Published: 14/11/2025
6 minute read
I can’t recommend Grafana anymore
Disclaimer: This tells my personal experiences with Grafana products. It also incudes some facts but your experience may entirely vary and I would love to here your take.
I started my work life at a small software company near my university. They develop, run websites and operate web services for multiple clients. Everyone had multiple responsibilities, and they heavily relied on interns and freshmen—which can be both bad and good.
For me it was good because I learned a lot.
At some point we needed a monitoring solution, and Zabbix didn’t fit well into the new and declarative world of containers and Docker. I was tasked to find a solution. I looked at Loki/Prometheus with Grafana and Elastic with Kibana. Elastic was a beast! Heavy, hard to run, resource-hungry, and complex, Loki and Prometheus were the perfect fit back then.

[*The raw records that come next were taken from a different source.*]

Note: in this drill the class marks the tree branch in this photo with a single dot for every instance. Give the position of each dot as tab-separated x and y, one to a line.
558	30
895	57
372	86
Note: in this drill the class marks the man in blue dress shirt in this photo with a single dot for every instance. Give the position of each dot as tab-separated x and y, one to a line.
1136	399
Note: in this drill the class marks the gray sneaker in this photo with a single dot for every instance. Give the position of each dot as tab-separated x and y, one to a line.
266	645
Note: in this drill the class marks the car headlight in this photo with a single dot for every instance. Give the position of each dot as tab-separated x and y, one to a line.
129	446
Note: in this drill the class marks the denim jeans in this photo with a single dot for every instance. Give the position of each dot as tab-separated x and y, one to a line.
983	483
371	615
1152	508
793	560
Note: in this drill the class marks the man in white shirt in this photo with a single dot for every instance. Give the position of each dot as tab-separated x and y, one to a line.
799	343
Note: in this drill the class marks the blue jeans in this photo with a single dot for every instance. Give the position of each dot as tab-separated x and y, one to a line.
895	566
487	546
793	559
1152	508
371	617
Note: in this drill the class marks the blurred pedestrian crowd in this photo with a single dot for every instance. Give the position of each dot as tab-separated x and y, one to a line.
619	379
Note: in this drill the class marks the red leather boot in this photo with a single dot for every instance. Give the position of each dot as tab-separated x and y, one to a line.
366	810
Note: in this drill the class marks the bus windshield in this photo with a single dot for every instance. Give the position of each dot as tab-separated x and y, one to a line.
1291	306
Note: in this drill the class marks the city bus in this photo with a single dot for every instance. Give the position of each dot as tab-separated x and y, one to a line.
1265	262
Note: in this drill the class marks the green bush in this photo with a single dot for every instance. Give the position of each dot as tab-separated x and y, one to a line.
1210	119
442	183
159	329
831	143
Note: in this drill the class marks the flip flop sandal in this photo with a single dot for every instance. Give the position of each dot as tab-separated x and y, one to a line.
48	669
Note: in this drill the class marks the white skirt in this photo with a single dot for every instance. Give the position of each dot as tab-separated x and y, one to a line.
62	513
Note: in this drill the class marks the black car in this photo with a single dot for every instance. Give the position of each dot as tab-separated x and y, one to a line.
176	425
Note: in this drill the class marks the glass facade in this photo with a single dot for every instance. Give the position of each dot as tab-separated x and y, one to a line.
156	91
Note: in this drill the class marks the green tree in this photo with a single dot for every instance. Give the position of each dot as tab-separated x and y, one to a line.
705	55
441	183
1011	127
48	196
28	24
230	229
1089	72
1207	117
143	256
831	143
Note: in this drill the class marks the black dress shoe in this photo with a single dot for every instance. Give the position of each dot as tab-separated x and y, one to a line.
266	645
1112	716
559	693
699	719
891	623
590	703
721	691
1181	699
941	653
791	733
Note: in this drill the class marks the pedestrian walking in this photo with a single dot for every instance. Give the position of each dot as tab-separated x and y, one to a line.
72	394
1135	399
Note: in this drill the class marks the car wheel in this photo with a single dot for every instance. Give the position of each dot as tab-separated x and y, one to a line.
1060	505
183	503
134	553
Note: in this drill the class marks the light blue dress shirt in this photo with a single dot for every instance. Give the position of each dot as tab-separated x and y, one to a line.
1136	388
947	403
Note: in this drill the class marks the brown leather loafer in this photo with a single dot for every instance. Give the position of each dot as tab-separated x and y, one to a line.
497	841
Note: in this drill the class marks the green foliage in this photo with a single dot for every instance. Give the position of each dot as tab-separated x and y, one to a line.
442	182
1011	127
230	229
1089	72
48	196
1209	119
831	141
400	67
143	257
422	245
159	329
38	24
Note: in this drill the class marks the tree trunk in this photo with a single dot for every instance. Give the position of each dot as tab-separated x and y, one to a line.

So I created a docker-compose.yaml with Loki, Prometheus and Grafana. Since they all had the internal Docker network, we required no auth between them. Grafana was only exposed over an SSH tunnel. One static scrape config and the Docker Loki log plugin later, we had our observability stack. For non-Docker logs, we used Promtail. Loki and Prometheus stayed on the same machine and all we required was a local volume mount. Load was minimal.
ℹ️ This is when I learned that you should not transform every log parameter to an label just to make it easier to select in the Grafana UI. Having a label for latency with basically limitless values will fill every disks inodes, thats just how Cortex bin-packs.
I also found out Grafana Labs has a cloud offering with a nice free tier. So I even used this for personal stuff. I had a good experience with them.